Unnamed: 0,Label,SMS,predicted
4458,ham,Later i guess. I needa do mcat study too.,ham
4459,ham,But i haf enuff space got like 4 mb...,ham
4460,spam,Had your mobile 10 mths? Update to latest Oran...,spam
4461,ham,All sounds good. Fingers . Makes it difficult ...,ham
4462,ham,"All done, all handed in. Don't know if mega sh...",ham


In [23]:
correct = 0
total = len(df_test)

for row in df_test.iterrows():
    row = row[1]
    if row['Label'] == row['predicted']:        
        correct += 1
        
print(correct)       
print(total)

1100
1114


In [24]:
accuracy = correct/total * 100
print('Accuracy:', round(accuracy, 2), '%')

Accuracy: 98.74 %


In [25]:
incorrect_df = df_test[df_test['Label'] != df_test['predicted']]
incorrect_df

Unnamed: 0,Label,SMS,predicted
4572,spam,Not heard from U4 a while.

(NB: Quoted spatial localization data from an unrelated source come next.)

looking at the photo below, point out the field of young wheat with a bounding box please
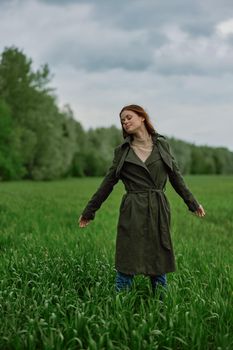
[0,176,232,350]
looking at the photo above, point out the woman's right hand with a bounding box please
[194,204,206,217]
[78,215,91,228]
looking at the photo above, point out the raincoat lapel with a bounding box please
[153,134,173,171]
[116,133,174,178]
[125,147,152,172]
[124,144,158,187]
[115,143,130,178]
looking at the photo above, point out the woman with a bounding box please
[79,105,205,294]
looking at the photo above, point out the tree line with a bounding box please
[0,47,232,181]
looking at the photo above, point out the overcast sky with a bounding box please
[1,0,233,150]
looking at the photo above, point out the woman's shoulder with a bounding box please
[114,136,131,152]
[153,133,173,156]
[114,144,123,153]
[154,133,170,146]
[155,132,167,141]
[113,144,125,160]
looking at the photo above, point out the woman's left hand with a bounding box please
[194,204,205,217]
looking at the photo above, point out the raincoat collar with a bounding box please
[120,133,160,148]
[118,132,173,173]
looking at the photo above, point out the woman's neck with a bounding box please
[132,129,151,144]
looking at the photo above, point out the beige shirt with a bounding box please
[130,135,153,163]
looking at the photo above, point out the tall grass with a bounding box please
[0,176,232,349]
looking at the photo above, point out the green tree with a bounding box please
[0,47,54,178]
[0,47,79,180]
[0,46,52,124]
[0,100,24,179]
[169,137,192,174]
[28,99,77,180]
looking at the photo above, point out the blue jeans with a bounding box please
[115,271,167,293]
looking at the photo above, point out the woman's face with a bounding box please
[120,109,145,134]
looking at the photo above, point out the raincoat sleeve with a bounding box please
[81,147,121,220]
[160,137,200,212]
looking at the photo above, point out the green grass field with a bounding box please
[0,176,232,350]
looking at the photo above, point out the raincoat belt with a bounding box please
[126,188,171,250]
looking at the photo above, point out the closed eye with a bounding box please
[121,115,132,124]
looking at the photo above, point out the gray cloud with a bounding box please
[38,0,233,76]
[3,0,233,75]
[46,25,154,71]
[0,0,233,150]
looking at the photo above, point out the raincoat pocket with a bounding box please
[159,196,172,250]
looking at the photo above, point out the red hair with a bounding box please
[119,104,156,138]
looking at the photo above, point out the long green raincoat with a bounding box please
[81,133,199,276]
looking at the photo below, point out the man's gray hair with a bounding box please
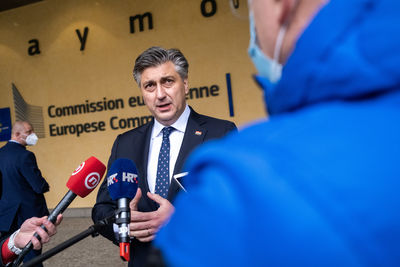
[133,46,189,86]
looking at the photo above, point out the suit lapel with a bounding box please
[168,108,207,201]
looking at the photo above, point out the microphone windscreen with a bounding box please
[67,156,106,197]
[107,158,139,200]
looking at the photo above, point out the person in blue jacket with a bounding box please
[0,121,49,266]
[154,0,400,266]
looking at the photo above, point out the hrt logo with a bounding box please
[123,172,138,184]
[107,173,118,186]
[85,172,101,189]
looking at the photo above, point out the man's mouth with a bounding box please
[157,103,171,111]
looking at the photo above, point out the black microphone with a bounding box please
[12,157,106,267]
[107,158,139,262]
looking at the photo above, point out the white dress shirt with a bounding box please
[147,105,191,193]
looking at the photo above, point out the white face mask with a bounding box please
[25,133,38,146]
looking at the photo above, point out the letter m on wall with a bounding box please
[129,12,153,34]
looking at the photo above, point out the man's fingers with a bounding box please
[34,225,50,243]
[136,235,155,242]
[55,214,63,226]
[131,228,152,238]
[42,220,56,236]
[128,191,173,243]
[129,188,142,211]
[31,236,42,250]
[29,216,43,226]
[129,218,155,231]
[32,215,61,245]
[147,192,165,206]
[130,228,156,242]
[131,210,155,222]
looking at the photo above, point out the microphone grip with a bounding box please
[116,198,131,261]
[116,198,130,242]
[48,190,77,223]
[33,190,77,242]
[12,191,77,266]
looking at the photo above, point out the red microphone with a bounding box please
[48,156,106,222]
[13,156,106,266]
[67,156,106,197]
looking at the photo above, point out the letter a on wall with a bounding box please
[28,39,41,55]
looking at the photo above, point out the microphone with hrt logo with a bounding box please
[13,156,106,267]
[107,158,139,262]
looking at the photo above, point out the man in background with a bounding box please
[0,121,49,266]
[155,0,400,265]
[92,47,237,266]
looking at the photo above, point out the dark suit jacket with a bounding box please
[0,142,49,234]
[92,107,237,267]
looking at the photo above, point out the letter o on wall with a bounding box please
[201,0,217,17]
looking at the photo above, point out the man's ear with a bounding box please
[279,0,298,24]
[184,79,189,95]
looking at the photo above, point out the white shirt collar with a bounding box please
[152,105,191,138]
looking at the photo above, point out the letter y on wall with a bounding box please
[76,27,89,51]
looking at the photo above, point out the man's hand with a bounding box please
[14,214,63,250]
[129,188,175,242]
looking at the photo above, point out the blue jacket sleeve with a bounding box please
[19,152,49,194]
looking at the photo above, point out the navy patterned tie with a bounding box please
[155,127,174,198]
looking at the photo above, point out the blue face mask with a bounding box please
[247,12,286,84]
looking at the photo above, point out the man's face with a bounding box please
[249,0,281,59]
[140,61,188,126]
[249,0,327,64]
[19,122,33,146]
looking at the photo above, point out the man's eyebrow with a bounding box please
[161,75,175,80]
[142,79,155,85]
[142,75,175,85]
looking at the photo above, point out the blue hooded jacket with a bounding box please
[156,0,400,266]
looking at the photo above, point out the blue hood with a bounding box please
[260,0,400,115]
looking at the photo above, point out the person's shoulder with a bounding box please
[1,141,27,154]
[191,108,236,127]
[182,120,274,195]
[201,114,235,125]
[188,119,269,162]
[1,141,16,149]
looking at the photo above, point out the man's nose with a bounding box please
[155,84,166,98]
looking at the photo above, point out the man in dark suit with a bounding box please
[0,121,49,266]
[92,46,237,266]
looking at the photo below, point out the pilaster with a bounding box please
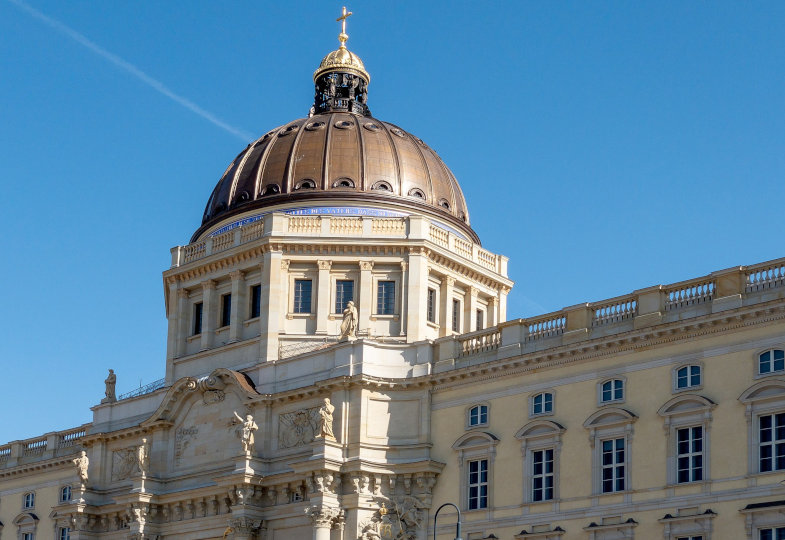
[406,249,429,342]
[229,270,245,343]
[465,286,479,333]
[200,279,217,350]
[358,260,374,334]
[316,260,332,335]
[439,276,455,336]
[260,252,283,361]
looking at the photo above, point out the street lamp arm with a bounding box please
[433,502,462,540]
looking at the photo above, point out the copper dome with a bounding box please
[194,113,476,242]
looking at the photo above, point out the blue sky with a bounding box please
[1,1,783,441]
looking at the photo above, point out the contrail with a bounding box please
[7,0,254,141]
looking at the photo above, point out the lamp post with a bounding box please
[433,502,462,540]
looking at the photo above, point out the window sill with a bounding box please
[243,317,260,326]
[186,334,201,342]
[426,321,440,329]
[755,371,785,380]
[465,423,489,431]
[530,411,554,419]
[672,385,704,394]
[598,399,625,407]
[371,314,399,321]
[286,313,315,320]
[216,325,229,334]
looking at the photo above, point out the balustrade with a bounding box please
[592,298,637,326]
[747,259,785,292]
[429,225,449,247]
[23,438,47,456]
[665,279,715,310]
[458,328,501,356]
[527,314,566,341]
[330,217,363,235]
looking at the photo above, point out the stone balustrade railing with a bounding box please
[0,424,90,469]
[435,256,785,367]
[170,214,508,276]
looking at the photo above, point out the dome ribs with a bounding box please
[284,119,309,194]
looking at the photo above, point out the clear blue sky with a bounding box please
[1,1,783,441]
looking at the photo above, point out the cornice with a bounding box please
[0,453,79,479]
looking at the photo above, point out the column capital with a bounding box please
[281,259,290,270]
[444,276,456,287]
[305,505,340,528]
[229,270,246,280]
[469,286,479,298]
[228,516,261,535]
[359,260,374,271]
[400,261,409,271]
[317,260,333,270]
[177,288,190,299]
[201,279,217,290]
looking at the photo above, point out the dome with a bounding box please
[192,8,476,244]
[193,113,475,242]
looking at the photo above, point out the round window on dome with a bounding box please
[372,181,393,192]
[408,188,426,200]
[237,190,250,202]
[332,178,355,189]
[295,179,317,190]
[438,198,451,210]
[262,184,281,196]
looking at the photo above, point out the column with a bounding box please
[165,281,179,361]
[228,270,245,343]
[175,288,189,358]
[200,279,217,350]
[439,276,455,337]
[306,505,339,540]
[259,251,284,361]
[316,260,332,335]
[228,516,261,540]
[487,296,498,327]
[465,286,479,333]
[358,260,374,335]
[406,247,429,342]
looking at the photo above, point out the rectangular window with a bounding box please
[24,492,35,508]
[760,350,785,374]
[533,393,553,415]
[427,288,436,323]
[250,284,261,319]
[452,299,461,332]
[760,413,785,472]
[220,293,232,327]
[532,449,554,501]
[60,528,71,540]
[193,302,203,335]
[760,529,785,540]
[377,281,396,315]
[469,405,488,426]
[293,279,313,314]
[23,534,34,540]
[601,438,625,493]
[476,309,484,330]
[467,458,488,510]
[335,280,354,313]
[676,426,703,483]
[677,365,701,389]
[601,379,624,403]
[676,537,704,540]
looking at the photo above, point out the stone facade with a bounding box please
[3,15,785,540]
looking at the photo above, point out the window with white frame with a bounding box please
[467,404,489,428]
[427,288,437,323]
[23,492,35,508]
[515,420,564,505]
[467,458,489,510]
[59,527,71,540]
[476,309,484,330]
[292,279,313,314]
[760,528,785,540]
[376,280,396,315]
[583,408,637,496]
[13,512,38,540]
[739,380,785,475]
[334,279,354,313]
[60,485,71,502]
[677,536,703,540]
[23,533,34,540]
[760,349,785,375]
[452,431,498,513]
[675,364,702,391]
[532,392,554,416]
[600,378,625,404]
[658,394,715,486]
[452,299,461,332]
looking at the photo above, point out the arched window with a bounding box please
[332,178,355,188]
[452,431,499,511]
[675,364,702,391]
[759,349,785,375]
[60,485,72,502]
[467,404,489,428]
[295,179,316,190]
[371,181,393,192]
[408,188,426,200]
[262,184,280,196]
[658,394,716,485]
[515,420,565,503]
[583,407,637,494]
[23,492,34,509]
[600,378,625,404]
[739,379,785,474]
[531,392,554,416]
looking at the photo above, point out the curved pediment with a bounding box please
[452,431,499,450]
[739,379,785,404]
[142,368,260,426]
[515,419,565,440]
[658,394,716,417]
[13,512,38,526]
[583,407,637,429]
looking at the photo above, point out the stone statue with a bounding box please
[340,301,358,340]
[233,411,258,454]
[318,398,335,440]
[73,450,89,486]
[102,369,117,403]
[137,438,150,476]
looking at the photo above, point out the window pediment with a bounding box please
[658,394,716,417]
[13,512,38,526]
[583,407,637,429]
[515,420,565,440]
[740,379,785,404]
[452,431,498,450]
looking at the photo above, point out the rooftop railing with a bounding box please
[170,214,508,277]
[1,424,89,469]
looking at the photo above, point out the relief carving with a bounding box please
[111,447,137,481]
[358,497,424,540]
[174,426,198,467]
[203,390,225,405]
[278,407,320,448]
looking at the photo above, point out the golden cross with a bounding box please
[336,6,352,45]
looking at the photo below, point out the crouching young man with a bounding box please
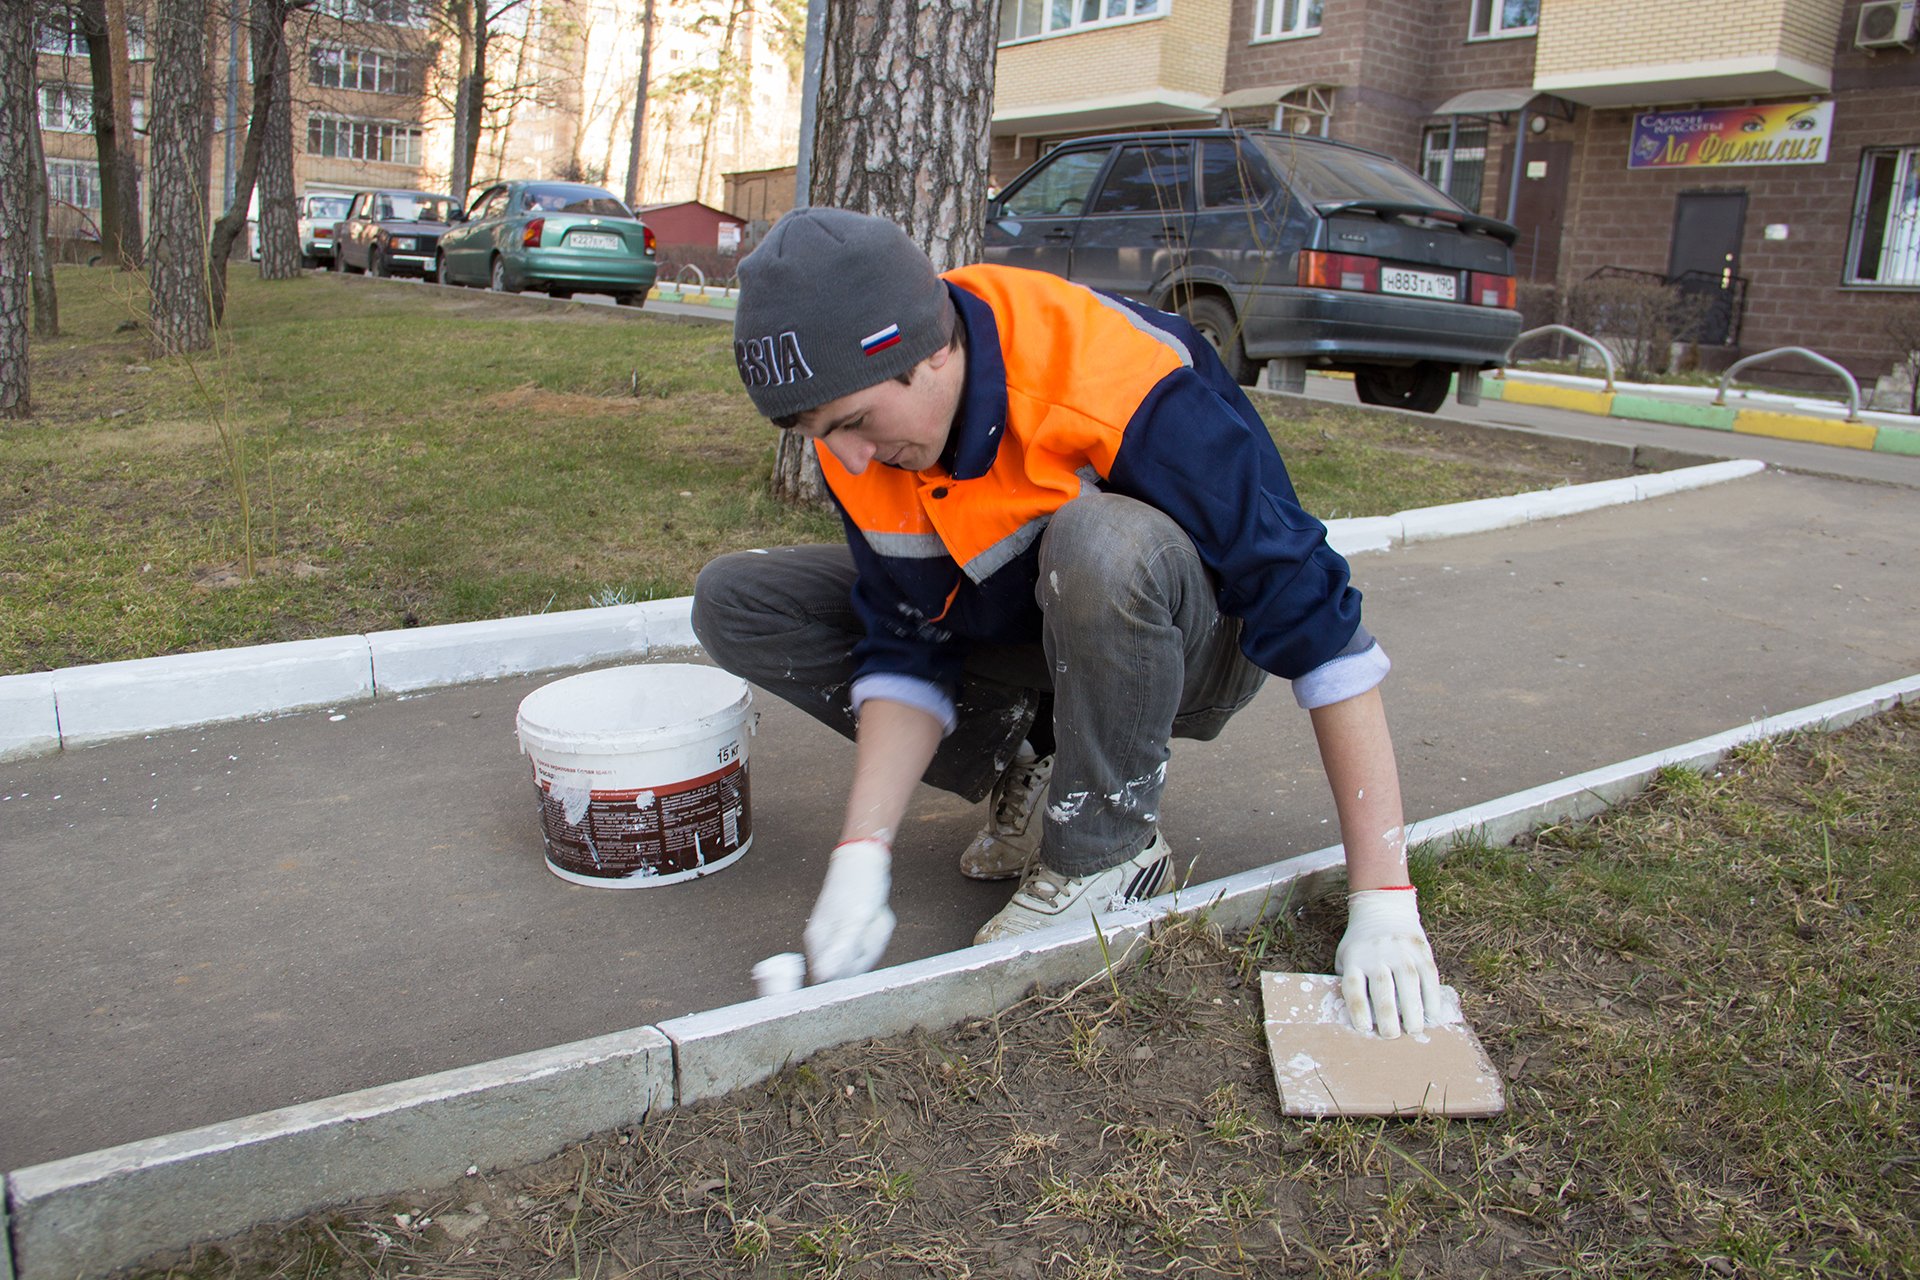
[692,208,1444,1036]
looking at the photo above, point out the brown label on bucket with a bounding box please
[534,760,752,881]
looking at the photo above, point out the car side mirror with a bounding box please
[448,209,466,223]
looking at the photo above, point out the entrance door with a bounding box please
[1497,139,1571,282]
[1668,190,1747,345]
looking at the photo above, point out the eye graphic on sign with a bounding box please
[1739,114,1766,133]
[1786,109,1818,131]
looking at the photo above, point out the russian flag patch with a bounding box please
[860,324,902,356]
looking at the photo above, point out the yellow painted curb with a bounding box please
[1732,410,1878,451]
[1499,382,1616,416]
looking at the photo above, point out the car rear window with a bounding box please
[523,187,634,217]
[377,194,455,222]
[308,197,350,219]
[1254,136,1462,210]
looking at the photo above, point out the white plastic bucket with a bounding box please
[515,664,753,887]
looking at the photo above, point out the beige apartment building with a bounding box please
[992,0,1920,381]
[33,0,434,257]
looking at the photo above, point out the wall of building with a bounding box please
[1533,0,1844,82]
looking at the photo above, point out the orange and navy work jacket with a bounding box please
[823,264,1365,722]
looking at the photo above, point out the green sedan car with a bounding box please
[437,181,658,304]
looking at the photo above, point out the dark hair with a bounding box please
[771,298,965,431]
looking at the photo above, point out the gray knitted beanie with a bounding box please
[732,208,952,420]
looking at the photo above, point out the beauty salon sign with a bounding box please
[1629,102,1833,169]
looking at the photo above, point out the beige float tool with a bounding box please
[1261,972,1505,1118]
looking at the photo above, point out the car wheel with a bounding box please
[433,252,451,286]
[300,253,315,270]
[330,249,345,273]
[369,249,387,278]
[549,289,573,300]
[1354,362,1452,414]
[616,292,646,308]
[490,256,519,294]
[1179,296,1254,385]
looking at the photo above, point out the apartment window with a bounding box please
[1848,147,1920,287]
[309,0,430,27]
[1423,125,1486,210]
[46,159,102,209]
[37,9,87,56]
[306,115,423,166]
[37,10,146,58]
[310,46,420,94]
[1254,0,1322,41]
[998,0,1165,45]
[1469,0,1537,38]
[39,83,94,133]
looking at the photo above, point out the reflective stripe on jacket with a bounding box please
[820,263,1364,705]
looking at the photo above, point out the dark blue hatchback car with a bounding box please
[984,127,1522,412]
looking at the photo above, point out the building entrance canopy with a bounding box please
[1209,83,1338,136]
[1431,88,1576,125]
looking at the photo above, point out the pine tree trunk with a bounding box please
[28,109,58,337]
[811,0,997,270]
[79,0,145,268]
[768,0,999,503]
[253,0,299,279]
[0,2,34,417]
[147,0,213,356]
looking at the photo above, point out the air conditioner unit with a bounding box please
[1856,0,1915,49]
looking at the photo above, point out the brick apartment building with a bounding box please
[991,0,1920,383]
[34,0,434,258]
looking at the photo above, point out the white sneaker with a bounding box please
[972,832,1172,944]
[958,750,1053,881]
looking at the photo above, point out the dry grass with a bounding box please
[123,706,1918,1279]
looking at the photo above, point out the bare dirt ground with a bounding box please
[123,708,1919,1280]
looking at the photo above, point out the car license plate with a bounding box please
[569,232,620,251]
[1380,267,1457,300]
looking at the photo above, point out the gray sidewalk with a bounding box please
[4,467,1917,1171]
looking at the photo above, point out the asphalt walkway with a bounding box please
[5,467,1917,1170]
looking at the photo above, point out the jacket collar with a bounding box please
[945,281,1009,482]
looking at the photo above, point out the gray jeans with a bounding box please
[691,494,1267,875]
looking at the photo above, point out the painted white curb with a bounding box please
[3,460,1765,761]
[0,672,59,762]
[49,636,375,749]
[367,598,694,694]
[11,669,1913,1280]
[6,1028,673,1280]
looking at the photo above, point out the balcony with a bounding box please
[991,0,1230,140]
[1531,0,1844,108]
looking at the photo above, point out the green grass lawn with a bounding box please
[5,266,1617,676]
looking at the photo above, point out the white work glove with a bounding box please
[803,837,896,984]
[1336,887,1444,1039]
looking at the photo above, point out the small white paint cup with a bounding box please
[752,952,806,997]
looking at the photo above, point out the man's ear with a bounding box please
[925,343,955,372]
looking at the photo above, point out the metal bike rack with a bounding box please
[1507,324,1617,392]
[675,263,707,293]
[1713,347,1862,422]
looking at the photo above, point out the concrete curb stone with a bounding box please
[0,672,58,762]
[49,636,376,750]
[366,599,695,695]
[6,1028,673,1280]
[6,673,1916,1280]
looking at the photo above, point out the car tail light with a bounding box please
[523,217,545,248]
[643,225,656,256]
[1469,271,1516,308]
[1299,250,1379,293]
[315,228,331,239]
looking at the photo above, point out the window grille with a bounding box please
[1848,147,1920,287]
[306,115,423,166]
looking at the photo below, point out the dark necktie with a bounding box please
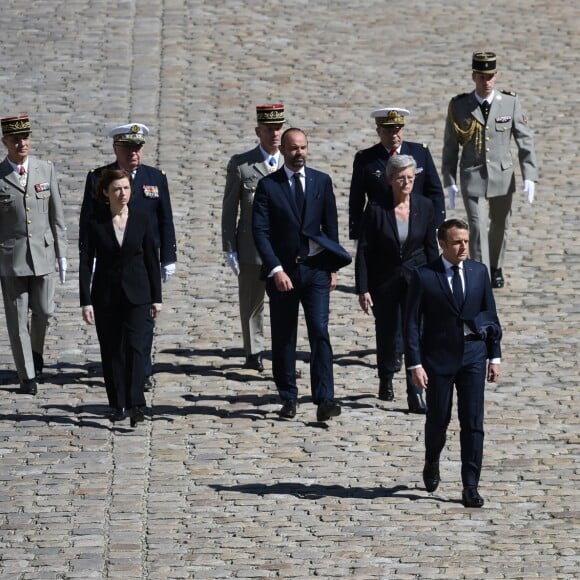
[293,173,305,216]
[451,265,464,308]
[480,99,490,121]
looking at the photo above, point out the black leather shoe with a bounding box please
[19,378,38,395]
[378,378,394,401]
[407,391,427,414]
[130,408,146,428]
[110,408,127,422]
[244,353,264,372]
[394,354,403,373]
[462,486,484,508]
[423,460,440,492]
[32,351,44,378]
[279,400,297,419]
[491,268,504,289]
[316,400,341,422]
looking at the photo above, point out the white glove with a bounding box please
[225,251,240,276]
[57,257,67,284]
[162,262,176,283]
[446,185,459,210]
[524,180,535,204]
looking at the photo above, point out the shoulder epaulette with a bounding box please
[452,92,470,101]
[501,90,517,97]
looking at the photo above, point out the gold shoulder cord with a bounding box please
[448,101,483,153]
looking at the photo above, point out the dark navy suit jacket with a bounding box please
[355,194,439,295]
[349,141,445,239]
[252,167,351,277]
[79,207,162,308]
[80,162,177,264]
[405,257,501,375]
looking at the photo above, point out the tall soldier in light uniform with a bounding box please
[0,115,68,394]
[80,123,177,388]
[222,104,285,372]
[442,52,538,288]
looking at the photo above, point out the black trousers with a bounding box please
[94,294,149,411]
[424,340,487,487]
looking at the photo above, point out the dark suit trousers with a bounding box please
[266,264,334,404]
[424,340,487,487]
[94,294,149,411]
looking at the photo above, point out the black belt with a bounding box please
[464,334,482,342]
[295,255,308,264]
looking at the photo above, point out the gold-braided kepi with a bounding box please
[1,115,31,137]
[256,104,285,125]
[472,51,497,75]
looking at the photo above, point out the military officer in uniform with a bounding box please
[441,51,538,288]
[349,107,445,376]
[349,107,445,241]
[222,104,285,372]
[0,115,68,394]
[80,123,177,387]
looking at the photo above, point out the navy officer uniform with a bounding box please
[349,107,445,240]
[80,123,177,385]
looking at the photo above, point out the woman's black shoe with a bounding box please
[110,408,127,422]
[130,408,145,428]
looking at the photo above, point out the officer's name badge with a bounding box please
[34,182,50,192]
[143,185,159,198]
[495,115,512,123]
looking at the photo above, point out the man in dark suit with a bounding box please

Call me now am here...,ham
4593,spam,More people are dogging in your area now. Call...,ham
4610,ham,Unlimited texts. Limited minutes.,spam
4617,ham,26th OF JULY,spam
4742,ham,Nokia phone is lovly..,spam
4751,ham,A Boy loved a gal. He propsd bt she didnt mind...,needs human classification
4760,ham,No calls..messages..missed calls,spam
4777,ham,We have sent JD for Customer Service cum Accou...,spam
4962,spam,Oh my god! I've found your number again! I'm s...,ham
5004,spam,"Hi babe its Chloe, how r u? I was smashed on s...",ham


## Conclusions

In this project, we managed to build a spam filter for SMS messages using the multinomial Naive Bayes algorithm. The filter had an accuracy of 98.74% on the test set, which is an excellent result. We initially aimed for an accuracy of over 80%, but we managed to do way better than that.

We also noticed that 13 messages in our test dataset was predicted incorrect and one of the message needs human classification.